In tandem with the growth of corporate activity, «Lisbon will have to expand towards the South. The project for the Tagus Bay may become Lisbon’s Broadway, it has enormous potential», he remarked.

Francisco Horta e Costa remarked that the market has witnessed a series of phenomena which were not believed possible: «we never thought there would be people living in the Baixa area, or that there would be a luxury destination at Avenida da Liberdade».

2013 was the «turning point»

All changed in real estate in 2013, believes Paulo Silva, Head of Country at Savills, who focused, during this session, on the sector’s present.

With the change to the rent laws, there was a boost on urban rehabilitation and investment, generated also by the creation of instruments such as the «golden visa»: «we have now created the SIGI (Portuguese REITs) regime, which will be very important for Portugal in the coming years».

And, if in 2013 all attentions were turned towards the city centres, that focus has currently expanded, with investment on the city of Lisbon going from 128 million euro back then to 970 million euro in 2018. «If we had waves of investment in the past, today we receive investment from all over the world».

Attentions have also turned towards distinct assets, such as offices, student residences and co-living. But the great novelty resides in Porto, currently a new office destination, which «is playing a very important role in attracting investment».

Commercial investment has reached unheard levels

If we go back a little, to the years before the crisis, we will see that commercial real estate investment is much higher than the levels considered normal during that period.

Eric van Leuven, Head of Portugal at C&W, who was analysing the market’s past, remarked that this level of investment is «very much higher than the pre-crisis investment levels, and this year it could reach 3.000 million euro once again».

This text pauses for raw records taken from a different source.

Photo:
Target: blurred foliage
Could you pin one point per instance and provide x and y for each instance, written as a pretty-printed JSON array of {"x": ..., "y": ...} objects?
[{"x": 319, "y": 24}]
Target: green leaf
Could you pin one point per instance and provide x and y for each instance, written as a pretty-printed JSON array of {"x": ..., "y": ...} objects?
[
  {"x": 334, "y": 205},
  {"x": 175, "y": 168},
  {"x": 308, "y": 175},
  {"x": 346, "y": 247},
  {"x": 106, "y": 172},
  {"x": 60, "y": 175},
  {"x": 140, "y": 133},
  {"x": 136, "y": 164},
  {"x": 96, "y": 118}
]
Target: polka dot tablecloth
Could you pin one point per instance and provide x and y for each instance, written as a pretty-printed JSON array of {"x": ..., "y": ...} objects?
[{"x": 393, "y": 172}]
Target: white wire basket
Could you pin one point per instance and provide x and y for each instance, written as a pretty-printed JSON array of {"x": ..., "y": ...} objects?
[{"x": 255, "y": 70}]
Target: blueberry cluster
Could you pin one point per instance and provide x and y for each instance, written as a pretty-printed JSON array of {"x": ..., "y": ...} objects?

The highlight goes to the diversity of capital, in terms of nationalities and investment profiles, as well as in terms of the size of the operations which «are much larger». Indeed, shopping centres have been among the preferred assets, and «investors don’t seem to be bothered by e-commerce».

The «good work carried out to leave the crisis behind», after the troika’s intervention has played in favour of the country. Exports represent a large part of the economy’s growth and they don’t just concern tourism – but this sector represented 57.6 million stays in 2018. Unemployment rate has also been dropping significantly, which has had a very positive effect on the office market and on the take up in particular.